Last month, the New York Times was the first outlet to report that (previous blogpost here), in the period following September 11, 2001, the CIA had begun a program to capture or kill members of Al Qaeda. At the time the story broke, much ink was spilt discussing how operational the CIA program had been – the extent to which the CIA’s program was operational, it was argued, had a direct bearing on whether the CIA was required by law to inform Congress of its activities. I did not buy the argument that the supposedly nascent CIA program escaped the reporting requirements of the National Security Act at the outset but now it appears the CIA’s program was further along than previously thought.

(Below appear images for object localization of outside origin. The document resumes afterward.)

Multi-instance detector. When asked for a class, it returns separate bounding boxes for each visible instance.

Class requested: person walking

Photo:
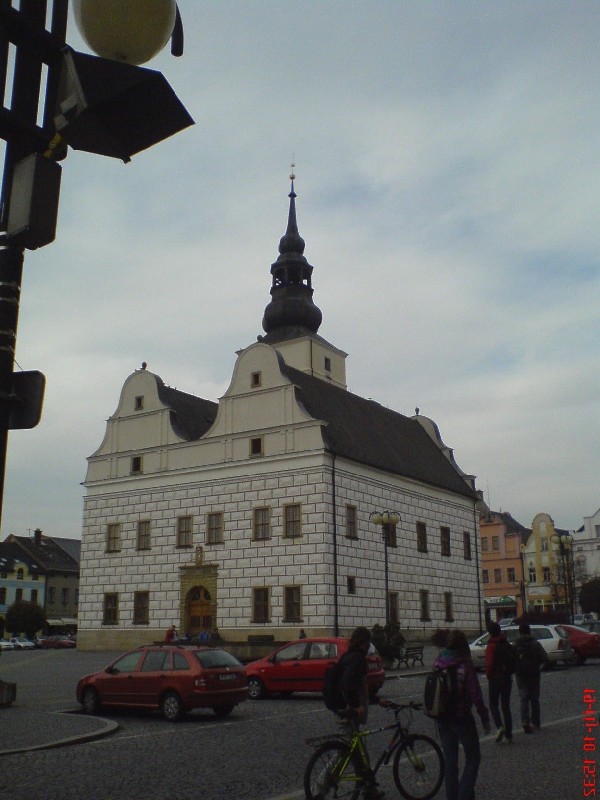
[433,629,491,800]
[164,624,177,642]
[514,622,547,733]
[485,621,515,743]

The New York Times reports today that in 2004 the CIA hired Blackwater, the infamous private security contractor, “as part of a program to locate and assassinate operative of Al Qaeda.” The Times cannot say whether “the CIA planned to use the contractors to actually capture or kill Qaeda operatives, or just to help with training and surveillance in the program.”
Either way, as the Times rightly notes, the CIA’s relationship with a private security force in an operation designed to kill or capture people raises serious concerns.
So, the CIA’s until-recently-undisclosed program to kill or capture member of Al Qaeda is troubling on two fronts. The CIA, supposedly at the behest of the Bush administration, avoided its reporting requirements under the National Security Act of 1947. And the CIA looked to outsource some portion of a lethal program to a private security contractor.